Did you A/B test this, and if so what was the increase in conversion or
average price per customer?

------
1123581321
The two reasons are that it signals 'enterprise' level costs and that
marketing thinks that you're more likely to sign up if you're prompted to
create an account without seeing the price table.

I agree it can be annoying. However, if I am honest with myself, I know what
the service probably costs and most of the time, the variations in cost don't
cross the threshold of my budget. The real reason I am irritated to not see
the prices is because I am hoping to see that it is free or extremely cheap.
There is no reason for a business to accommodate my desire to get an
unsustainable deal.

------
AznHisoka
Having been on both sides, one of the reasons is because your product is
complicated, and you need to give a webinar/demo to them in order for them to
utilize the product to its full potential.
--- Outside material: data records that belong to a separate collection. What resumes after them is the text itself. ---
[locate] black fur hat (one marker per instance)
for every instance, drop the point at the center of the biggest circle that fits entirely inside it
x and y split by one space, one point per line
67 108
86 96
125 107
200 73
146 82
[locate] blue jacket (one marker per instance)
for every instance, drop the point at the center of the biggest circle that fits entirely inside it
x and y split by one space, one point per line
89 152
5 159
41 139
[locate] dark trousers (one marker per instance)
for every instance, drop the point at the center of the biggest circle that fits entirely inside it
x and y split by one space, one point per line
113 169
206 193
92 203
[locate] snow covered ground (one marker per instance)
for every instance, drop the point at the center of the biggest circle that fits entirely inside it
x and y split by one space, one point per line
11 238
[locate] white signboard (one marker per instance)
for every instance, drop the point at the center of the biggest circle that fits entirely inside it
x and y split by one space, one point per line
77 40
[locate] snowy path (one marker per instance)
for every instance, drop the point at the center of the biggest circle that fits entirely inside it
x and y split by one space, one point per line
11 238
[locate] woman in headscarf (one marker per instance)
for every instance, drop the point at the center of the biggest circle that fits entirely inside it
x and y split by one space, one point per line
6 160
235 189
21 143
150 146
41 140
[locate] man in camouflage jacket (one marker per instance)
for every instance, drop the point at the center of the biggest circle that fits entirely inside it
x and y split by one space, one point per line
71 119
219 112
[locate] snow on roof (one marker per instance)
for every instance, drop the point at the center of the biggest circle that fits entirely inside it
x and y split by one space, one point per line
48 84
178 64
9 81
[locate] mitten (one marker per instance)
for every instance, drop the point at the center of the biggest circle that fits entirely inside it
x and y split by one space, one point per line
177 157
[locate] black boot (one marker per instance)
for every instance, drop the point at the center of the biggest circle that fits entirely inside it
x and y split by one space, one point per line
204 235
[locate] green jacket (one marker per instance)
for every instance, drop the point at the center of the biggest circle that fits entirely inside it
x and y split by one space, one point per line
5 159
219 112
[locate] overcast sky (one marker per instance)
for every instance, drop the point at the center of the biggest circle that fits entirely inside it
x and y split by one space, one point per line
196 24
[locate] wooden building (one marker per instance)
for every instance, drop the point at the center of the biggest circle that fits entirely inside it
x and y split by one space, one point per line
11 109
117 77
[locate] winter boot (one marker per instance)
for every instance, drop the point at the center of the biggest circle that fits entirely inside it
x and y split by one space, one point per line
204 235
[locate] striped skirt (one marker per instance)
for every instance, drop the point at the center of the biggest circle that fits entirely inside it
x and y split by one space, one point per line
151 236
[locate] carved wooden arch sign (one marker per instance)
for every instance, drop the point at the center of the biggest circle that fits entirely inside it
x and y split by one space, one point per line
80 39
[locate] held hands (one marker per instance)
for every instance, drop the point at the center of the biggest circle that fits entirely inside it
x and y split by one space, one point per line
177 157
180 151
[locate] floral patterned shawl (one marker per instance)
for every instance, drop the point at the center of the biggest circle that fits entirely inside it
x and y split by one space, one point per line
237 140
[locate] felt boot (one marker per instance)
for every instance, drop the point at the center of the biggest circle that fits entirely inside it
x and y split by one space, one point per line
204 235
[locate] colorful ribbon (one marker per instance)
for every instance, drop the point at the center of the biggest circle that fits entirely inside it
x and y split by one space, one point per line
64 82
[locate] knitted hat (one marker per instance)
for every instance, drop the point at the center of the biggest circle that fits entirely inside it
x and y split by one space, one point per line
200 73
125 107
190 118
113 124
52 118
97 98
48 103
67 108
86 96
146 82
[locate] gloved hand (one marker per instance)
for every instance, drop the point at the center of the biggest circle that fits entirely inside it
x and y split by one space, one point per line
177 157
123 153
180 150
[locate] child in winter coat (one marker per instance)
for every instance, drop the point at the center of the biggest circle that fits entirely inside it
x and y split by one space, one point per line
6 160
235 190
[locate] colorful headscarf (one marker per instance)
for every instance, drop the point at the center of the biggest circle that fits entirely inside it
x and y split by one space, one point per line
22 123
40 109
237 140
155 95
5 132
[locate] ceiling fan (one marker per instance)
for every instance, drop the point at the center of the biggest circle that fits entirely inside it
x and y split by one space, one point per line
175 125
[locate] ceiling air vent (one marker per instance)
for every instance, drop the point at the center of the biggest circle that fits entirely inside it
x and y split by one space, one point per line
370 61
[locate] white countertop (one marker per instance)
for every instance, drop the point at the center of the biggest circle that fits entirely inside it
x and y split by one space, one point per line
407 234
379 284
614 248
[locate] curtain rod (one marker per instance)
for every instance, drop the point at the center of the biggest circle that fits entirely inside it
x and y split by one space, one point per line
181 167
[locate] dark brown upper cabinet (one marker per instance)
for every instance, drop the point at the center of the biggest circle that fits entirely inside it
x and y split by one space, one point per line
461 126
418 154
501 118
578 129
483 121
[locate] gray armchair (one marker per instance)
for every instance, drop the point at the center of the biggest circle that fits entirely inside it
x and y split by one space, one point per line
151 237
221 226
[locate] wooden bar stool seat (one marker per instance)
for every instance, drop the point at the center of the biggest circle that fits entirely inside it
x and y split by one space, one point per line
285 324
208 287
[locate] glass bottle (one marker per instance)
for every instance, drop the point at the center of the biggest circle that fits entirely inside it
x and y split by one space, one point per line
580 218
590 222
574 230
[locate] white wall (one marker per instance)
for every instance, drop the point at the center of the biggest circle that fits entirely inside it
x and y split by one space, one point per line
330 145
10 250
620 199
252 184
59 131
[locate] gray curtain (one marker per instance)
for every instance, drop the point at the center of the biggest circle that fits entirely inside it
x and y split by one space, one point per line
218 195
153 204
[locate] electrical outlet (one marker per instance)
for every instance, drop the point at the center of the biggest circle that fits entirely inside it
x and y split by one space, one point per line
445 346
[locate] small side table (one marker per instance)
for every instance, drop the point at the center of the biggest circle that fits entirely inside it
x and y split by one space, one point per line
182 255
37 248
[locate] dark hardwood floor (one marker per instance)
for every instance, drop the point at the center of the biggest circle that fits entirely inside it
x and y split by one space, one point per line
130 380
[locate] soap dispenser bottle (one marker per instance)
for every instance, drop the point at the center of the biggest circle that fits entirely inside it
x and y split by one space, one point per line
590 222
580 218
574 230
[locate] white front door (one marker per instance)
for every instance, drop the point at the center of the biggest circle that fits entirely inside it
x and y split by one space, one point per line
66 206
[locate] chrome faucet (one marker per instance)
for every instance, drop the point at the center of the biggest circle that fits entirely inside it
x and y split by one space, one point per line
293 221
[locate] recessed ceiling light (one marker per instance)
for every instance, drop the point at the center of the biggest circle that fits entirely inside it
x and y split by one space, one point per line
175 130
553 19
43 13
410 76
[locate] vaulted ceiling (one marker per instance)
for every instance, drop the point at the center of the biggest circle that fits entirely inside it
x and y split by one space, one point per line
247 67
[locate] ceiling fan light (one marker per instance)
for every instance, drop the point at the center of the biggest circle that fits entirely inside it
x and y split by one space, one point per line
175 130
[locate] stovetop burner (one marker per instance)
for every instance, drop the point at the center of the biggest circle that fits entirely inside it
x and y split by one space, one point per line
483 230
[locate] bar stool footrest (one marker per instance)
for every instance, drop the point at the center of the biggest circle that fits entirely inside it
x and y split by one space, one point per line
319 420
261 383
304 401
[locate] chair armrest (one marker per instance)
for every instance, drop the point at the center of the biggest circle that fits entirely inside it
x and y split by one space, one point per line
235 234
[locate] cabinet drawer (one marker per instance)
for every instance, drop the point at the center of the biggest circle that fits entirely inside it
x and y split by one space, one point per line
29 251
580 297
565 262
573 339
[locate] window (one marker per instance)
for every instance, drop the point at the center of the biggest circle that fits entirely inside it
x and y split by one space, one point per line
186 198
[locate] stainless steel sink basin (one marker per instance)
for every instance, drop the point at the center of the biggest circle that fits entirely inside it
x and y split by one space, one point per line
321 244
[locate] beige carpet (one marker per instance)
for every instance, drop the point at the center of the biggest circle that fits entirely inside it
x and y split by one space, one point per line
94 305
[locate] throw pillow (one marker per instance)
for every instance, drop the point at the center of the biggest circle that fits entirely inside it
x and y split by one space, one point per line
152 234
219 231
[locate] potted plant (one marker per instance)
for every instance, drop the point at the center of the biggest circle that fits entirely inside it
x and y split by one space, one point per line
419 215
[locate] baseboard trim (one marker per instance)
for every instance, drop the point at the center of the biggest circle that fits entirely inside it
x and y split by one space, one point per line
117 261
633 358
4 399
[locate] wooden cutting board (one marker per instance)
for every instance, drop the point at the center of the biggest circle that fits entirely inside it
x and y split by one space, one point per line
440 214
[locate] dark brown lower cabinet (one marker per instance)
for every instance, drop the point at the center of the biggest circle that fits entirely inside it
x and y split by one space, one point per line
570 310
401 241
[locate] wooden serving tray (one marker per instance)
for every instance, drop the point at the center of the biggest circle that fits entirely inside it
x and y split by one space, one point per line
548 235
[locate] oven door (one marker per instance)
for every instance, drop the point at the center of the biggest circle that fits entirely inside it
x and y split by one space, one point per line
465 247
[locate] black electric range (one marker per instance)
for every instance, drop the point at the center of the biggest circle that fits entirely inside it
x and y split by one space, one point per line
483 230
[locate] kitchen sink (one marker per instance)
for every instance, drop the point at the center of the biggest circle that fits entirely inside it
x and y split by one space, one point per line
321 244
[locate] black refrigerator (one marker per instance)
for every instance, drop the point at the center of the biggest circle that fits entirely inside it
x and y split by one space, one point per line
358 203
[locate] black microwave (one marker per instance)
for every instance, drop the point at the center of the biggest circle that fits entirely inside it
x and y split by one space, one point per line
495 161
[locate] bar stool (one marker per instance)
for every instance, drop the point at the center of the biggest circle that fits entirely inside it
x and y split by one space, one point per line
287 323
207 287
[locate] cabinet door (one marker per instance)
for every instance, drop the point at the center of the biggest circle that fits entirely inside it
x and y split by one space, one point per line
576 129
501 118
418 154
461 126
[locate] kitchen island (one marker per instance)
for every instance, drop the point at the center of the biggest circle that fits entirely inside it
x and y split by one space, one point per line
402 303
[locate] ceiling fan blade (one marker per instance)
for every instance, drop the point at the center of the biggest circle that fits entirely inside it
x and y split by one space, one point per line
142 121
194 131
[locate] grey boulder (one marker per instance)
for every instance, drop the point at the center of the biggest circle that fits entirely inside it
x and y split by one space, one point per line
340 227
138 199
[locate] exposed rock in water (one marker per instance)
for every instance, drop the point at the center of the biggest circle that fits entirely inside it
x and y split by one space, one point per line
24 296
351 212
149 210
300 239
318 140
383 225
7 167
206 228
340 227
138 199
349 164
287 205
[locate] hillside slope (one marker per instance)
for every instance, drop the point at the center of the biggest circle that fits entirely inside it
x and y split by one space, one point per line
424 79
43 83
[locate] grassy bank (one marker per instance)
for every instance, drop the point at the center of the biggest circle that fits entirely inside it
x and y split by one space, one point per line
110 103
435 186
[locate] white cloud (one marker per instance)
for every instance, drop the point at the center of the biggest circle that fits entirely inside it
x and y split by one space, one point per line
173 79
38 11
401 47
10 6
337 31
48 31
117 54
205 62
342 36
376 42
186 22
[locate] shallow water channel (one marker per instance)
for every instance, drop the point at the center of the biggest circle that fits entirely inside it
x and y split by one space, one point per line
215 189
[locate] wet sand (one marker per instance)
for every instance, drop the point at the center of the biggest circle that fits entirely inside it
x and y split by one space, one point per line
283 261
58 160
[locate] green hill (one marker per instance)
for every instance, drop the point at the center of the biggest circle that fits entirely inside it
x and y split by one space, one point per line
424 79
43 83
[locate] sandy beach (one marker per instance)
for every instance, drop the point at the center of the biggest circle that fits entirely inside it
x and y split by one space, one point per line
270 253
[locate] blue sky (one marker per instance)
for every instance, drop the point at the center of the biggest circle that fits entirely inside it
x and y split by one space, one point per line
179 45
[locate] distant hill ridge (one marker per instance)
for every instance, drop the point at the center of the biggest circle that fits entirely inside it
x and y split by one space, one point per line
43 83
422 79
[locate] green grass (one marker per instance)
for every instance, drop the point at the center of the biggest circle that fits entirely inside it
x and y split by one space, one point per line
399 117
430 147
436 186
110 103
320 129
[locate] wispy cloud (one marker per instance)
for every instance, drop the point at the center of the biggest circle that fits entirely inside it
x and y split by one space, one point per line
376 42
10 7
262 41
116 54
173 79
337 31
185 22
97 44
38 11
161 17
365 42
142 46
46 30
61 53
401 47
Otherwise, if you just sign up and use it, you'll quickly stop using it after
a few days because you don't know how to use it.

------
rbravoz
I run a SaaS as well and find that customers prefer prices upfront and
complain if the pricing is hard to understand (which in turn consumes
resources of the sales staff and creates friction on the customer acquisition
process). However if @pricenator you state that it makes sense financially,
can you tell us more about it? (Not just hints)

------
MalcolmDiggs
I don't care until they ask for my credit card. At that point the pricing is a
need-to-know, lol. But before then, like with the mint.com example you
mentioned, I just assume it's free or freemium until they tell me otherwise.